On Feb. 7, 1992, a landmark agreement was signed in the Dutch city of Maastricht by twelve member states — the Treaty on European Union. Widely referred to as the Maastricht Treaty, this historic document brought the European Union (EU) into existence, built upon a framework of three pillars. These included the European Communities (a renaming of what had previously been called the European Economic Community), a coordinated approach to foreign policies and security, and enhanced cooperation on justice and domestic affairs.
A new monetary union emerged from the Maastricht Treaty, laying the groundwork for what would eventually become a shared currency — the euro, as it is known today. The objectives behind this union were clear: maintain price stability, dismantle trade barriers, and establish guidelines (referred to as the Maastricht criteria) that both existing and prospective member states would need to follow in order to sustain economic health. Additionally, every citizen of the member nations received EU citizenship.

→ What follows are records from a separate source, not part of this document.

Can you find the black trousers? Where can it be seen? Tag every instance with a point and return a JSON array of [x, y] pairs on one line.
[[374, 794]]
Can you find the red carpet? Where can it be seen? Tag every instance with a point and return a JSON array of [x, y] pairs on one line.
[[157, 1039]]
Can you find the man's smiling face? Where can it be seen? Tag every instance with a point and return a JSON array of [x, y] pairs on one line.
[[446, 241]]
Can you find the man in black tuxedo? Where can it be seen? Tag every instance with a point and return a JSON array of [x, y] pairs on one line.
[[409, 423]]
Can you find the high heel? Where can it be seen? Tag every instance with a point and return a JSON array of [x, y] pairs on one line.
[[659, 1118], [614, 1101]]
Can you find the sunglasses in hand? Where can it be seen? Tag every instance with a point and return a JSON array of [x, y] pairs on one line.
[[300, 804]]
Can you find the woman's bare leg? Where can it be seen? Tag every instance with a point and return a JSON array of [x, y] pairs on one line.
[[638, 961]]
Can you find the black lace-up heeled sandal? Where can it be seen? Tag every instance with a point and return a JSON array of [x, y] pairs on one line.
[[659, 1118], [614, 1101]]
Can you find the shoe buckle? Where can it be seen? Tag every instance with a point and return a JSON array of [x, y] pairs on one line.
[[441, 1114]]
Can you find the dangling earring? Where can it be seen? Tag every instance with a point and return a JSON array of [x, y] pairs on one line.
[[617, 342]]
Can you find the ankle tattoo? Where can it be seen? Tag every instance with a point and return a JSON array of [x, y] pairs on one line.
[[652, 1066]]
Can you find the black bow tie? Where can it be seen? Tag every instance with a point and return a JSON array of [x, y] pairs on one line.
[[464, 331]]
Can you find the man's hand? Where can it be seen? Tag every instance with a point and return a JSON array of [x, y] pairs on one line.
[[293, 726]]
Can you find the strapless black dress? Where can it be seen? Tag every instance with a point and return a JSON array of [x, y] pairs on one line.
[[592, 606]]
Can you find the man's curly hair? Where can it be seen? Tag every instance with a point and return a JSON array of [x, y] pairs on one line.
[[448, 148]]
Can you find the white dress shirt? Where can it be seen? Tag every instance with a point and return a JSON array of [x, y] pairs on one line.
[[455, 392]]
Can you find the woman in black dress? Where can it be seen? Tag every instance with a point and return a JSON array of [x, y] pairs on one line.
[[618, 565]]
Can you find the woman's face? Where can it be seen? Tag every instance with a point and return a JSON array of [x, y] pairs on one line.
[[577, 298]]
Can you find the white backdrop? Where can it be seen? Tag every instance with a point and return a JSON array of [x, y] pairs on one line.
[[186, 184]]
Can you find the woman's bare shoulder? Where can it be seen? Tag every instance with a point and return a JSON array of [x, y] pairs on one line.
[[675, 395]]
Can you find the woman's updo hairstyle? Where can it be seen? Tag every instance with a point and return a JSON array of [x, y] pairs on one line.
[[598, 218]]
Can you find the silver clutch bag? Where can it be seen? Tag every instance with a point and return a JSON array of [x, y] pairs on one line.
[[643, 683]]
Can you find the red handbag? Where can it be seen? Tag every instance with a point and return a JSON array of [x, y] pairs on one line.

The twelve signatories to the treaty were the United Kingdom, Ireland, Belgium, Denmark, Spain, France, Germany, Greece, Luxembourg, the Netherlands, Italy, and Portugal. It wasn't until Nov. 1, 1993, however, that the treaty officially took effect. Denmark posed an early challenge — in June of 1992, Danish voters rejected a referendum on the treaty, driven by concerns about losing their sovereignty. They would go on to approve a revised version the following May. Meanwhile, the United Kingdom agreed to participate only after securing exemptions from the social policies and the adoption of the euro.
The EU has since grown to encompass 27 countries with over 440 million citizens. In 2016, the United Kingdom voted in a referendum to leave the EU, and after four years of negotiations, their departure became official on Jan. 31, 2020. To this day, they remain the only country to have left the EU.